Yukon poet Michael Eden Reynolds’ first book, Slant Room, released today by The Porcupine’s Quill, shows us a stark natural world, and us in it.

The first half, titled “Migrations”, “is very spare imagery with little human contact,” Reynolds says. “In the second half of the book, the tension between humanity and the natural world is really present.”

Slant Room consists of ten years of writing and the key to the title lies in Emily Dickinson’s statement: “Tell the truth but tell it slant.”

“I want readers to experience something more than just reading, something sensory, personal,” Reynolds says.

Readers will find examples of the couplet style of ghazal poetry created by the Persians, and sonnets, although the traditional metre and line count is stretched when Reynolds emphasizes sound and rhythm over imagery.

“Knowing the shaped of the poem before I write helps when I am writing,” says Reynolds. In Slant Room readers will recognize the influence of North American poets Ken Babstock, John Thompson, and Mark Strand, Scotland’s W.S. Graham and Whitehorse Poetry Festival guest John Haines.

Reynolds met Haines, a poet in his mid-80s who commits much of his work to memory, by volunteering to be his driver. “We parked at the Mile’s Canyon lookout and I asked John if he would recite some of his poetry, which he did.
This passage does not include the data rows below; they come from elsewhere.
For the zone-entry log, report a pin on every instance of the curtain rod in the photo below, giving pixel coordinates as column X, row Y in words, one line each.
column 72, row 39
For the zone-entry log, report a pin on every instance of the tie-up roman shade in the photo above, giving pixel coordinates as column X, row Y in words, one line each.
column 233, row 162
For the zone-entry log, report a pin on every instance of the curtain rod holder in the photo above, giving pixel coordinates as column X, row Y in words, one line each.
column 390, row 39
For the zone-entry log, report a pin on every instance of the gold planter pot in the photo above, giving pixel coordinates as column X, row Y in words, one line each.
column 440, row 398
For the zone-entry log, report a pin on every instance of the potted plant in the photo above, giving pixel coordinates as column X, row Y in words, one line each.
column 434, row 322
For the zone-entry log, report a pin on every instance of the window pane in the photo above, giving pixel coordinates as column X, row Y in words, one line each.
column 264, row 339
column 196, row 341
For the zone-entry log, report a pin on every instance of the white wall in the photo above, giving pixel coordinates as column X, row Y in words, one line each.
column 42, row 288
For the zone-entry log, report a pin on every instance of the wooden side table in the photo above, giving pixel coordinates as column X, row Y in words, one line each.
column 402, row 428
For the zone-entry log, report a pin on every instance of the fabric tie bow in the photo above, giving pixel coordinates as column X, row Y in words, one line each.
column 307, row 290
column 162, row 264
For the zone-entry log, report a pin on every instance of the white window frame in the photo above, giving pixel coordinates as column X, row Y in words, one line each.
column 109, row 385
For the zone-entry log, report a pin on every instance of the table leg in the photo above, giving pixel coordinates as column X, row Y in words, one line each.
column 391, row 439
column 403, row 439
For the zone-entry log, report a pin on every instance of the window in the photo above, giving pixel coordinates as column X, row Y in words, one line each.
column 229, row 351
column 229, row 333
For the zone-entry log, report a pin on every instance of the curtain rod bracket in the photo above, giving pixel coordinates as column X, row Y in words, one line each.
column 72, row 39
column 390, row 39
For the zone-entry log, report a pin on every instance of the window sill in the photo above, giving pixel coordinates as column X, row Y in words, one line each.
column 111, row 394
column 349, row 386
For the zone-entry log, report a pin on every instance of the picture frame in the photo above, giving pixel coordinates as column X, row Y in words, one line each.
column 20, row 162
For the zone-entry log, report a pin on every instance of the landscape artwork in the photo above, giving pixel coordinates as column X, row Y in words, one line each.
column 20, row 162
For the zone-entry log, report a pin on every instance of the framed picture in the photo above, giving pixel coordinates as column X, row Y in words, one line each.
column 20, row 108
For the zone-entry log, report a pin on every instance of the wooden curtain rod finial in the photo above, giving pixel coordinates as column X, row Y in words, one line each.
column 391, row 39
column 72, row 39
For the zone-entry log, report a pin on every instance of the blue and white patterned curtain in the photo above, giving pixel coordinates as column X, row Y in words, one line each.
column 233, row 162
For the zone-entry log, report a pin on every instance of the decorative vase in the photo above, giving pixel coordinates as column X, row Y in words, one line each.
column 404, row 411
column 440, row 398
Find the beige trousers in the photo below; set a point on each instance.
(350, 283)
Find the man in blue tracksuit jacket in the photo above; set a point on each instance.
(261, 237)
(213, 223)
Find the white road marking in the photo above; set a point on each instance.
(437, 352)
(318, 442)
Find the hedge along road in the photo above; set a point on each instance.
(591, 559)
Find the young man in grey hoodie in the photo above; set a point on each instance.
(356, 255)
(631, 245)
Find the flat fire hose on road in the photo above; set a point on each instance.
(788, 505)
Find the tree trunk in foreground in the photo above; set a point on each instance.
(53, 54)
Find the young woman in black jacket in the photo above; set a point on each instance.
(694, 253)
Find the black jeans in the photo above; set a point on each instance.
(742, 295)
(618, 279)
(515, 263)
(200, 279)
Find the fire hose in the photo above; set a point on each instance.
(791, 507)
These are poems he wrote fifty years ago,” Reynolds says of the experience. “That’s something poetry has lost. There are not a lot of poets who know their own work by heart,” let alone readers who do. “But, I remember my grandfather could recite poetry off the top of his head. I can’t think of a modern poet who is known like that,” Reynolds added.

When he’s not writing, Reynolds works for YTG as an in-home caregiver. He developed his craft through Yukon College workshops with Patricia Robertson and had the opportunity to show his work to Erling Friis-Baastad. “He took it seriously, and gave me the advice to ‘knock out the jams’.”

As Reynolds explains, “knocking out the jams is about instead of writing conservative confessional poetry, find a new way to say things. Maybe not beatnik experiments, but your own way.”

Through Zach Wells, an influential Canadian poetry critic and blogger, Wayne Clifford at The Porcupine’s Quill became aware of Reynolds’ writing. “It’s funny because I was raised in Caledon, and Porcupine’s Quill is fifteen minutes down the road. It’s probably the only press in Canada I can find without a map and address.” When he was invited to read from Slant Room in Toronto, “it was a real watershed for me. It felt significant to me to do something there for my friends and family.”

For us, Reynolds launches Slant Room with a reading at the Old Fire Hall on Thursday, October 29 from 5 to 7 p.m. with Andrea McColeman providing live music.